First Impressions: What is it?!
Design Features: Fixed leading edge slats. Full span flaperons. Horizontal stabilizer/
elevator is an upside down wing complete with VGs on the bottom of the elevator! All
metal aircraft. Most of the aircraft skin is .016” thickness, pretty much the thinnest skin
possible to keep down the weight. Gull wing doors with bubble windows create more shoulder room and create fantastic side visibility. Spring main gear with bungee shock nosewheel.
Power plant: Jabiru 2200. 85 hp. Easy startup. Good power. Ground adjustable Sensenich prop.
Ergonomics: Fits my 6 foot frame with some room to spare. Seat is a simple bench seat
design. No built in lumbar support but you could easily bring your own for long flights or
even put some support behind the seat by pulling back the Velcro connecting the seat back to the frame.
Taxi. Tight turning radius with direct linkage steerable nose wheel. Beefy landing gear and tires make taxiing over rough terrain about like you would expect from a 1941 Willy’s Jeep! Takeoff: WOW! Add full throttle, one potato, two potato, stick full aft and the nose pops up, the wings create a seeming impossible angle of attack (AOA), the leading edge slats grabfistfuls of air, forcing them to stick to the top side of the wings. The Sky Jeep is unnaturally airborne! Your first reaction you have is to immediately lower the nose to prevent a power on stall but this is unnecessary because this is how the CH 701 is supposed to perform. Cruise: If you want to get places fast, this plane is not for you. Of course, Zenith pilots have their machines because they love to fly and, if you love to fly, why be a hurry to finish flying? Cruise performance is directly linked to the pitch setting of the ground-adjustable Sensenich prop.

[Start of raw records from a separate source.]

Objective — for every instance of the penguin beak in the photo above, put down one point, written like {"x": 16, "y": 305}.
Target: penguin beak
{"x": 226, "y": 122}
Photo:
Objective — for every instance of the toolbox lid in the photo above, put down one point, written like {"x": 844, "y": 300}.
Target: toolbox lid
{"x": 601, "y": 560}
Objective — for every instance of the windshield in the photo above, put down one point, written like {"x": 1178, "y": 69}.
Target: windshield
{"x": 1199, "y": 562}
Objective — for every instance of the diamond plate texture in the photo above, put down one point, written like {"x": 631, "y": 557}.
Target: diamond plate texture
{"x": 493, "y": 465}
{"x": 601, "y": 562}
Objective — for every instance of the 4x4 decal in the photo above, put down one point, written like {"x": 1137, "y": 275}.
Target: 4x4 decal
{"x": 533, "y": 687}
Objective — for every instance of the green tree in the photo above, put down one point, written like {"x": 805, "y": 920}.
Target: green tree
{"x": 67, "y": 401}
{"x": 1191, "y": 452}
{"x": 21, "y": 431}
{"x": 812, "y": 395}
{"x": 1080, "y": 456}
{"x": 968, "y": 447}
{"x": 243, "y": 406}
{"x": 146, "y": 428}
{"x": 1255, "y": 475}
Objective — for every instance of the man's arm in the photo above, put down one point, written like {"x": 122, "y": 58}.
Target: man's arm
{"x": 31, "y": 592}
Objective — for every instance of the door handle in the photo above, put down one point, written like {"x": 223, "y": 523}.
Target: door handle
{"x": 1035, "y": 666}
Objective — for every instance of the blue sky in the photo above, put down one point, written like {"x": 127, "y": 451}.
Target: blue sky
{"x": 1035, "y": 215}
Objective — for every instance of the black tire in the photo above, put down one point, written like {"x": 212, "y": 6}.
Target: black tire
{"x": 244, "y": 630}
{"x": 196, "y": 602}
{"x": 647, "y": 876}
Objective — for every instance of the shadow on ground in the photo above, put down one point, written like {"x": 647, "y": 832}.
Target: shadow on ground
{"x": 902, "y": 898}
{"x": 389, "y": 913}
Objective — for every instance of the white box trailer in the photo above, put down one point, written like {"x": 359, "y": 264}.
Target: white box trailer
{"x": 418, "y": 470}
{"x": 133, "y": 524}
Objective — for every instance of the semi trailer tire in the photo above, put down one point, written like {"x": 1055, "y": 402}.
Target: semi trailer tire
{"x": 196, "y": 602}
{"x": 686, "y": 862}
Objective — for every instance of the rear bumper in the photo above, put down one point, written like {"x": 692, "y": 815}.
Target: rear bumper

Maneuvering performance: You can really manhandle the Y-shaped control stick to get the 701 moving around but don’t forget to use the rudder. I recommend a rudder coordination exercise with this plane at altitude to practice rudder usage. Put the nose on a landmark in the distance and roll left while keeping the nose on the object; then roll right doing the same thing. Use rudder to keep the ball in the middle. Do this for a while and you’ll find immediate improvement on your rudder usage and “seat of the pants” feel. Another indication that you are flying uncoordinated is the “oil can” effect that you feel and hear when the Zenith is flying uncoordinated. When the side of the aluminum fuselage is skidded or slipped into the relative wind you hear and feel the aluminum vibrate.
Slow Flight: I can honestly say that I’ve never experienced slow flight like this what is possible in the 701. With flaperons down, the nose attitude for a given airspeed is significantly lower, yet I was able to continue to maintain level flight by slowing down to less than 18 miles per hour indicated airspeed before the airspeed completely stopped indicating airspeed and went to 0! Now, obviously there was some forward true airspeed but the pitot tube stopped registering due to the extreme angle of attack (AOA). My GPS showed 21 KGS (24 mph) with only light winds at 1200’. Turning can almost completely be accomplished with rudder only and looking at a ground reference point, it appears that the aircraft is pivoting on the head of a pin. Not a lot of aircraft out there that can slow flight like that. You will want to limit your time in slow flight at those extreme nose high attitudes with high power settings because of the reduced airflow coming into the cowl openings. Monitor your CHT and knock it off before they get too hot.
Stall characteristics: You have to really, really, really want to stall this plane to make it happen. The angle of attack seems impossible before the stall. When the stall does occur, there is nothing surprising about it. Just a simple nose drop and the plane is flying again.
Landing: Like any new airplane, get proficient at making normal and safe landings before attempting extreme short field and steep approaches. How much practice depends on the individual’s experience and proficiency. A crucially important characteristic of a good pilot is knowing one’s own limitations. Seeing a robust tricycle gear STOL plane with big tires like the CH 701 may tempt a pilot to immediately take it out to a gravel bar, but practice and patience are key, as with any other plane. There are some recommendations for new Zenith pilots to put in 20 hours of takeoff and landings without using flaps before attempting landings with flaperons deployed.
Approaches with and without flaperons deployed is normally done with power on. Airspeed is controlled with pitch attitude and glide slope is controlled with power. For a normal landing without power use 45 mph; with flaperons down use 40 mph. The approach can be extremely steep and uncomfortable for most new Zenith pilots.
Carry the power all the way through the flare! Do not pull power out before or even during the flare. Finish the flare round out, then reduce power. The 701 will firmly plant itself on deck and turn from being a Sky Jeep to a Ground Jeep. If you over-rotate and balloon up, do not chop the power. Bottom line, do not pull the power until the exact moment you are ready to finish flying. There are no surprises on roll-out once the Sky Jeep is back on deck. Happy STOLing!